Summary
~130 tests in SchemaPruningSuite (both "Spark vectorized reader" and "Non-vectorized reader" variants, with and without partition data columns) fail because CometNativeScan is not recognized as a file source scan node.
Error Pattern
All failures have the same error:
0 did not equal 1 Found 0 file sources in dataframe, but expected ArraySeq(struct<...>)
The test infrastructure looks for FileSourceScanExec or BatchScanExec nodes in the query plan to verify schema pruning. CometNativeScan is neither of these, so the tests find 0 file sources and fail.
Failing Tests
- All
SchemaPruningSuite tests including: select complex fields, nested field pruning, correlated subqueries, case-insensitive schema, generator output, Expand/Sort/Window, etc.
Case-insensitive parser variants from the same suite
SPARK-37450: Prunes unnecessary fields from Explode for count aggregation
Root Cause
CometNativeScan doesn't extend or isn't matched by the plan inspection utilities that look for file source scan nodes.
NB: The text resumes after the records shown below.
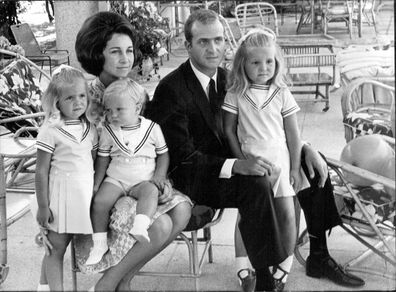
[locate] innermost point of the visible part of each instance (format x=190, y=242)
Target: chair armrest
x=56, y=51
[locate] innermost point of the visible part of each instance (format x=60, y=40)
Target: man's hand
x=316, y=163
x=252, y=166
x=45, y=241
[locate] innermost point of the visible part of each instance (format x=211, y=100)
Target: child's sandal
x=278, y=284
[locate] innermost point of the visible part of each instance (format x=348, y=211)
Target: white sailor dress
x=133, y=150
x=260, y=130
x=71, y=174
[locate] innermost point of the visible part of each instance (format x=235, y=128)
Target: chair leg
x=194, y=239
x=327, y=106
x=208, y=237
x=73, y=265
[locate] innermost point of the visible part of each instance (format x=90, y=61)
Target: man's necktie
x=215, y=106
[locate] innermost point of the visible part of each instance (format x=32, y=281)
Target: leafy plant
x=8, y=16
x=150, y=27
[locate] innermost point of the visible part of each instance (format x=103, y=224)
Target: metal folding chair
x=17, y=154
x=24, y=36
x=250, y=15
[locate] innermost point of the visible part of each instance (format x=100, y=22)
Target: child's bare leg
x=103, y=201
x=54, y=262
x=287, y=220
x=179, y=216
x=146, y=194
x=243, y=267
x=43, y=283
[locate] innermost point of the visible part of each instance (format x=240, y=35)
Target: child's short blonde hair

The tests verify that schema pruning pushes the correct pruned schema down to the scan, but can't find the scan node to inspect.
This is both a test infrastructure issue (tests don't know about CometNativeScan) and potentially a functional concern (schema pruning may not be happening the same way in native_datafusion).
Related
Discovered in CI for #3307 (enable native_datafusion in auto scan mode).